All this information is still incredibly difficult to navigate, interrogate, and use to inform one’s beliefs. It requires significant background expertise to understand the state of play and make a considered judgement, and the live video debate may not be the optimal way for a judge to interact with the material. This intense epistemic effort also represents a point in time in a conversation which continues to evolve. FLF presents it as a stress test for tools and methods that aim to make reasoning more transparent, traversable, updateable, and trustworthy.

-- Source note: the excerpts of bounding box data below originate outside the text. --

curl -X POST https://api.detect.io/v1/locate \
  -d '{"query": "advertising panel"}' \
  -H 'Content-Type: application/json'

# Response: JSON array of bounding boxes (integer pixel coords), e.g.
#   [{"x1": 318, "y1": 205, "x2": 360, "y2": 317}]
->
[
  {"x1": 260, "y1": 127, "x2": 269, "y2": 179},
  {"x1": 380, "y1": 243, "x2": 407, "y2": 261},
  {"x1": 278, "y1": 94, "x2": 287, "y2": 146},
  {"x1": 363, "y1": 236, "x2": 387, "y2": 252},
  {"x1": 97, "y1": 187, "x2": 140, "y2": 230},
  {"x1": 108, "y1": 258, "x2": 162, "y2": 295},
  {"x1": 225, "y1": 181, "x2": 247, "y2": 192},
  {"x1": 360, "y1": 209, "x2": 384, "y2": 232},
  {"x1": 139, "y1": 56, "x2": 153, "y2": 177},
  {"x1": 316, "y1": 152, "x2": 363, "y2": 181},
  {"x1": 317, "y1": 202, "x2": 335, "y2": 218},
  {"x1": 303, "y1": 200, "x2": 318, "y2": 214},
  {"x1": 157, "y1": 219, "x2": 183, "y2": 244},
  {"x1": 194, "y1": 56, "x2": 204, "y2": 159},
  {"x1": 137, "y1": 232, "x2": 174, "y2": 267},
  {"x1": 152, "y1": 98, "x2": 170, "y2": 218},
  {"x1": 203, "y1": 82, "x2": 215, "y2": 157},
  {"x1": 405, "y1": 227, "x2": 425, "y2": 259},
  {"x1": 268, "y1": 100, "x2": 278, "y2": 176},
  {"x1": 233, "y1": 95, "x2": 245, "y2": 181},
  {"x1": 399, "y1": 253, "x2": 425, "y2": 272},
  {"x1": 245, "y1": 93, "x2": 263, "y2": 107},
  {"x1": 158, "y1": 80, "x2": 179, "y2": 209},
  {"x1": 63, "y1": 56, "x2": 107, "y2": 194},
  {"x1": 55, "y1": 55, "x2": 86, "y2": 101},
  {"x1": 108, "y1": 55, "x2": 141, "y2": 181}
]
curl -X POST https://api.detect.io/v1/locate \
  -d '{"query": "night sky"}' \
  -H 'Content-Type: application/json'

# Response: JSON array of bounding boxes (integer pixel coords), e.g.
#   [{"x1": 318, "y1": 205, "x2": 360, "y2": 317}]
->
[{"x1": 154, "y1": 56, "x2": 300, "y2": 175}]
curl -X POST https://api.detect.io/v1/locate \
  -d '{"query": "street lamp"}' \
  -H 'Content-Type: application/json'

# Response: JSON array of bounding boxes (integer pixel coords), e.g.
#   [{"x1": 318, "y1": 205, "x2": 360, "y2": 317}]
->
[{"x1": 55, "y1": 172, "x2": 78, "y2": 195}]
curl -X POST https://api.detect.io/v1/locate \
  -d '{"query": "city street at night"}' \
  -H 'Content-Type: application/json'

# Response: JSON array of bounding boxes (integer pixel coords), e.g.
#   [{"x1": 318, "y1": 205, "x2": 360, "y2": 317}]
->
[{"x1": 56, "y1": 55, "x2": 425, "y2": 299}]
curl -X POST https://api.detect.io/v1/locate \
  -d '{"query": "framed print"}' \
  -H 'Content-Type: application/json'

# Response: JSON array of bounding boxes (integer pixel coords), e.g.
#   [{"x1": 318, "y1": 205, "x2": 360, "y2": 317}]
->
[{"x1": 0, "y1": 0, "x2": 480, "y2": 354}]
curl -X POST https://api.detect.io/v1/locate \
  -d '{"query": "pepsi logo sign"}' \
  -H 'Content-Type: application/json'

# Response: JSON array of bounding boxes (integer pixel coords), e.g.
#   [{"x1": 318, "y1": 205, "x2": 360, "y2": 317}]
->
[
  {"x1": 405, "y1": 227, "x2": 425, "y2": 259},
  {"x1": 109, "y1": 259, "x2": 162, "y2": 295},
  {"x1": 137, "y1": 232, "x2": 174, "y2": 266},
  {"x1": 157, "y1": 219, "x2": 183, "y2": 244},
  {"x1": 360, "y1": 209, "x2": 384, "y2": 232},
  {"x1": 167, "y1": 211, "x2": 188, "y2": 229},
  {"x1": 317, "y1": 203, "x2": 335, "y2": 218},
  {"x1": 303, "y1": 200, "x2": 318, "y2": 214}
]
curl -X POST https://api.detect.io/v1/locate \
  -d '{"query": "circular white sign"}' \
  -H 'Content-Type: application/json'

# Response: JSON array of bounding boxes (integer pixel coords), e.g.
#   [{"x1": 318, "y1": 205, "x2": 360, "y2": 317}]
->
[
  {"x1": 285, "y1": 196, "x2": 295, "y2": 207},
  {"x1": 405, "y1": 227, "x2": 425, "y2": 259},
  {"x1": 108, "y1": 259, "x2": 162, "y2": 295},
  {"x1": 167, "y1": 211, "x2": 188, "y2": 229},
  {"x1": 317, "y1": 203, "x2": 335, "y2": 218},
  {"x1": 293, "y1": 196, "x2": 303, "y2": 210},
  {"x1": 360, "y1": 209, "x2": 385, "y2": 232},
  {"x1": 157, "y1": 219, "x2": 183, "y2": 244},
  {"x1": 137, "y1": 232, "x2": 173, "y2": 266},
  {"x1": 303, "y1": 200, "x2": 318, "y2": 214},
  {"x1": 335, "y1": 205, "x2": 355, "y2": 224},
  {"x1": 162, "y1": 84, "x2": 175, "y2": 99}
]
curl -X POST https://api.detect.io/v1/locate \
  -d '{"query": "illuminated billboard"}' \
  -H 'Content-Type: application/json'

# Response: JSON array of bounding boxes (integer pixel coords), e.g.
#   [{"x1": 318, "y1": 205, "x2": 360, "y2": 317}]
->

Your job: craft the AI-assisted methodologies that build a structure to help people navigate this topic successfully.
Black holes
CERN, home of the world’s largest particle accelerator, has a frequently asked question about whether the LHC will generate a black hole. Some participants had apocalyptic concerns about unprecedented outcomes. How were these put to rest? Were they truly? What does this hinge on?
Unlike COVID, this is (we hope!) essentially a closed case, and uncontested. It nevertheless rests on a huge body of accumulated and interacting knowledge which enabled scientists (and the officials and public supporting them) to move forward with confidence.
The key challenge may be probing this argument for its dependencies and key considerations, and perhaps noting the weakest or most speculative points — all in an accessible way.
Eggs
Are eggs good to eat? Bad to eat? Great in moderation? How can we tell? Does it vary across people, and what predicts this? What else should we be paying attention to here?
This vague and open-ended topic, though mundane, is representative of a huge number of everyday questions — and hopefully also a microcosm of many more impactful debates. Sometimes getting resolution on what are the important things to answer and what are the appropriate ways of knowing is (more than) half of the challenge.
The competition envisions these as eventually becoming living knowledge bases, not merely snapshots in time.